Russia took a firm step eastward last month completing a timely, though long awaited natural gas deal with China. The 30-year agreement – estimated at $400 billion – is a mild victory for both parties and concludes nearly a decade-long pricing standoff. Per the terms of the agreement, Russia will supply China with up to 38 billion cubic meters (bcm) of natural gas annually beginning in 2018. The planned $55 billion Power of Siberia pipeline has a maximum annual capacity of 61 bcm per year, or nearly half the total of Russian gas exports to Europe. Aside from the economic impact, there’s an obvious geopolitical component that demands a closer look. Posturing, both political and commercial, is only set to increase as the race to secure a spot in the coveted and rapidly growing Asian LNG market heats up.
Russia’s courtship of China is not a recent development and has in fact been on the Kremlin’s to-do list for over a decade. Until recently, the relationship, or lack thereof, had been a nagging reminder of Russia’s minimal influence in the region. Former Yukos chair turned political prisoner, Mikhail Khodorkovsky, came very close to concluding his own energy deal with China in the early 2000’s only to be stopped short by President Vladimir Putin. Subsequent attempts by the Kremlin stalled, largely because of their insistence on European-level gas pricing, or around $430 per thousand cubic meters (tcm). China, with no shortage of suitors, could afford to wait. With Central Asian gas going for $350 per tcm and the European price recently falling to $380 per tcm Russia was forced to act, likely settling somewhere between the two.
The exact sum is not clear, but Russia expects to net approximately $13 billion per year in added income. The eyes-only document also includes such Gazprom staples as oil-indexation and take-or-pay clauses, minimizing Russia’s long-term risk. Beyond that, the contract is not particularly economically stimulating for Russia. As previously noted, the new deal still represents only a fraction of Russia and Gazprom’s business in Europe and an even smaller fraction of the country’s $515 billion annual revenues from oil and gas exports combined. Furthermore, the Kovykta and Chayanda fields are far from operational and there are reasonable doubts that Russia will meet its self-imposed deadline of late 2017.
Still, the coupling is seemingly an ideal match. On one side, ham-handed and hydrocarbon-rich Russia relies heavily on its energy exports to prop up its static economy. China, on the other hand, has soared to new heights since the turn of the century with a robust economy and swiftly spreading sphere of influence. Along the way, in 2010, China surpassed the US as the world’s largest energy consumer. Consumption has continued to grow, especially natural gas, which has benefitted from China’s push to reduce its coal-related pollution. Moreover, the country has placed a premium on diversifying its supply portfolio and is not afraid to cash checks in developing countries. In fact, over the last five years, China spent approximately $23 billion per annum on acquisitions and investment across the globe. The risk in post-sanctions Russia is no different and China has already pledged a $25 billion loan to kick-start production in the Russian Far East.
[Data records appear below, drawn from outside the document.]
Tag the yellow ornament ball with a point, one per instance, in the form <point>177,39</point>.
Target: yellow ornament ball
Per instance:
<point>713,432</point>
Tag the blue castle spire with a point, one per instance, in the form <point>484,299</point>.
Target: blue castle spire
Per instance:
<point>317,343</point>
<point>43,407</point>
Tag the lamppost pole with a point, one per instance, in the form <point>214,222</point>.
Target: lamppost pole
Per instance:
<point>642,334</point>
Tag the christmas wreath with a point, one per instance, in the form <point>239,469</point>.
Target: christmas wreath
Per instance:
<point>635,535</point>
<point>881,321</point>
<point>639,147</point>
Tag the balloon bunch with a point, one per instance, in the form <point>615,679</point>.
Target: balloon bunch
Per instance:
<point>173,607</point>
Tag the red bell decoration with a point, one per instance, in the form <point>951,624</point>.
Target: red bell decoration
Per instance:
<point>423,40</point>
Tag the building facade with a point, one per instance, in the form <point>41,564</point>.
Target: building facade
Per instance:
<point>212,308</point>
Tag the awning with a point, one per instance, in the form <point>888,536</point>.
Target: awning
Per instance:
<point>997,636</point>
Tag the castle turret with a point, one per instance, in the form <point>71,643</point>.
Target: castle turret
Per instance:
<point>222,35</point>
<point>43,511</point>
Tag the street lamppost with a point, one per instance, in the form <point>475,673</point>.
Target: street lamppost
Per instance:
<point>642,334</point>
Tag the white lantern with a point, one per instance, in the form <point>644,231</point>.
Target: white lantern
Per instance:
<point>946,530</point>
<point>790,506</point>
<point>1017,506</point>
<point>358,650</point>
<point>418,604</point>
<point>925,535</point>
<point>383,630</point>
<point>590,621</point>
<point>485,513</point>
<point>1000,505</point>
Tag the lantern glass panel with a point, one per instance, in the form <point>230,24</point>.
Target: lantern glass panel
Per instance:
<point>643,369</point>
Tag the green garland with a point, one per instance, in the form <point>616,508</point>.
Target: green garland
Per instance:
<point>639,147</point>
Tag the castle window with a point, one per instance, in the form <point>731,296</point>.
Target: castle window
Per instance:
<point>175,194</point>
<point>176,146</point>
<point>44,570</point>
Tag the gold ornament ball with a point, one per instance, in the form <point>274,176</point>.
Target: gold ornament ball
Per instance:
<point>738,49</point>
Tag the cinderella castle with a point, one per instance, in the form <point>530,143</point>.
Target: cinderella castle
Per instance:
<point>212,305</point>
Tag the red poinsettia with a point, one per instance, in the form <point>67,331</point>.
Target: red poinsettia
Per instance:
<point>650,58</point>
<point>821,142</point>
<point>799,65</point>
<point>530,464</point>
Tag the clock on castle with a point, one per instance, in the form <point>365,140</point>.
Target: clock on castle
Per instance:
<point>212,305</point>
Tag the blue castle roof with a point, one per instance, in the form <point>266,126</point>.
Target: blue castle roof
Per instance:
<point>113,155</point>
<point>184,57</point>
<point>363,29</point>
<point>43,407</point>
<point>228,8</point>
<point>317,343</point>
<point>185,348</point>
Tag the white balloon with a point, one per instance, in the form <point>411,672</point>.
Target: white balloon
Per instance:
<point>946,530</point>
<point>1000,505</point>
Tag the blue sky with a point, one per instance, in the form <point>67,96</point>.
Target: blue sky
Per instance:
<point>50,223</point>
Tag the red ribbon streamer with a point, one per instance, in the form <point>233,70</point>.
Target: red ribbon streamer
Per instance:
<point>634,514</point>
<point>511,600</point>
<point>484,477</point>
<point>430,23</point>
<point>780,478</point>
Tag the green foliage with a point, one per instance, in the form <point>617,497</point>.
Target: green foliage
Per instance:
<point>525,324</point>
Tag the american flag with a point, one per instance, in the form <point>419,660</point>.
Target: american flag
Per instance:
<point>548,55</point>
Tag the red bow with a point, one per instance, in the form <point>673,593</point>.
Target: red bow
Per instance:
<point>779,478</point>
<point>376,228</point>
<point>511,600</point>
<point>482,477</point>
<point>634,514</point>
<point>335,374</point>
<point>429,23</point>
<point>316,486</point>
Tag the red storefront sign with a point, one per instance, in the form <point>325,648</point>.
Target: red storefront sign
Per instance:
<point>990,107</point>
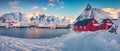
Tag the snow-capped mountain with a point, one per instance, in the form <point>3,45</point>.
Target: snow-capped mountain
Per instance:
<point>16,16</point>
<point>90,12</point>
Does the arrangement foreshadow a greater geopolitical shift? Probably not. The contract certainly comes at an interesting time as both Russia and China test the patience of Western leaders with their actions in Crimea and the South China Sea respectively. However, coincidence aside, the deal is more material, rather than political in nature. Distrust is high between the two parties and both are openly competing for influence in the Central Asian arena. Currently, China maintains the higher footing as the Russian-led Eurasian Economic Union appears set to fall flat. Still, forced as it was, Russia’s signing was a positive step towards their long-term energy goals. Next on the docket is Japan – who, while warming up to increased trade, will have to face its G7 partners.
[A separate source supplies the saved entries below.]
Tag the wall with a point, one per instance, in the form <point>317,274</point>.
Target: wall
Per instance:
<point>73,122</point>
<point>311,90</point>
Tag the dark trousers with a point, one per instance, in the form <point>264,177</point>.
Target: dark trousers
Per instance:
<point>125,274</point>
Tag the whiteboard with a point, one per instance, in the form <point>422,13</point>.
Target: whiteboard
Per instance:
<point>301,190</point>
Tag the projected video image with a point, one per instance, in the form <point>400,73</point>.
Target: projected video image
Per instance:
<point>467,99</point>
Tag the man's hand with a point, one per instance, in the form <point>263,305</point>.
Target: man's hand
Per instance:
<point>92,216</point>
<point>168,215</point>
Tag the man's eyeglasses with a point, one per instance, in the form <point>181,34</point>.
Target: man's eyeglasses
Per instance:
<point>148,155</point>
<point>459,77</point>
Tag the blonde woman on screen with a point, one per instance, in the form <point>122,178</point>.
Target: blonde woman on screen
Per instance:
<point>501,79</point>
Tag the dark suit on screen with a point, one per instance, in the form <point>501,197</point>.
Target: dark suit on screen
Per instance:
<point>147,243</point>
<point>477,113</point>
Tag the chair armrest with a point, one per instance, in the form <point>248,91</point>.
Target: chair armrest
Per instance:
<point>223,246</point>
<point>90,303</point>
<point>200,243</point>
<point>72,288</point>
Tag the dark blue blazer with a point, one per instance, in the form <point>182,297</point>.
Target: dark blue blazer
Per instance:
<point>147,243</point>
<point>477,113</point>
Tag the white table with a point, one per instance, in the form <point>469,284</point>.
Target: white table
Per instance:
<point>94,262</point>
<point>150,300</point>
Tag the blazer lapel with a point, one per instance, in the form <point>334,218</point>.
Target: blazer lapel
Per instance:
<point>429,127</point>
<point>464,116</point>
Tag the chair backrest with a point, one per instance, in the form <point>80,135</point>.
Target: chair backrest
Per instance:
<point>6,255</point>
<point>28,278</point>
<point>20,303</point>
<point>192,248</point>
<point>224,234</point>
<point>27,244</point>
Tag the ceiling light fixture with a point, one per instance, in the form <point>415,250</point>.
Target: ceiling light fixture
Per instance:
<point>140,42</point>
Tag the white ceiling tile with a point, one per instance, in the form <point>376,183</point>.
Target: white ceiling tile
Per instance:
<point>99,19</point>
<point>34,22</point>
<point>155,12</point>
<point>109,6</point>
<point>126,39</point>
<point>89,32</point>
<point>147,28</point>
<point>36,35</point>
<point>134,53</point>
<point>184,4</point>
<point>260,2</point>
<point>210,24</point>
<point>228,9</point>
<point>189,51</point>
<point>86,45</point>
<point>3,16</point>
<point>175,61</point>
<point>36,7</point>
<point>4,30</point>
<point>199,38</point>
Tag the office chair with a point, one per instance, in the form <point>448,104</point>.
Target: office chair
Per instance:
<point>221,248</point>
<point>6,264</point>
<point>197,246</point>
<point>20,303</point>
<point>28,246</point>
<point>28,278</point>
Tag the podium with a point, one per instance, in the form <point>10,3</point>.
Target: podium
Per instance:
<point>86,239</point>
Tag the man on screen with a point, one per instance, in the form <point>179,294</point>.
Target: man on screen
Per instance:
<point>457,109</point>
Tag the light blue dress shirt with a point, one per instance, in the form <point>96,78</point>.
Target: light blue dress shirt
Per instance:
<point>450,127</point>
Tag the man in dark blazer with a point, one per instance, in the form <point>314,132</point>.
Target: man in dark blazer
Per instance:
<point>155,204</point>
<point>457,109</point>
The strategy changes little for the US who will still face heavy competition from Australia and Qatar to name a few. Opportunities still abound in China – who may have to wait until 2030 for Russia to hit the agreed upon benchmark levels. Prices are more appealing in the Asian-Pacific, but Europe, seeking a reprieve from Russian pipelines, presents a more interesting case. Is there a premium to be paid for such relief? If so, is it enough to pry volumes from more lucrative markets in Asia? In any case, the picture still remains unclear stateside; recent policy changes by the US energy Department and Federal Energy Regulatory Commission have sparked concern among prospective exporters.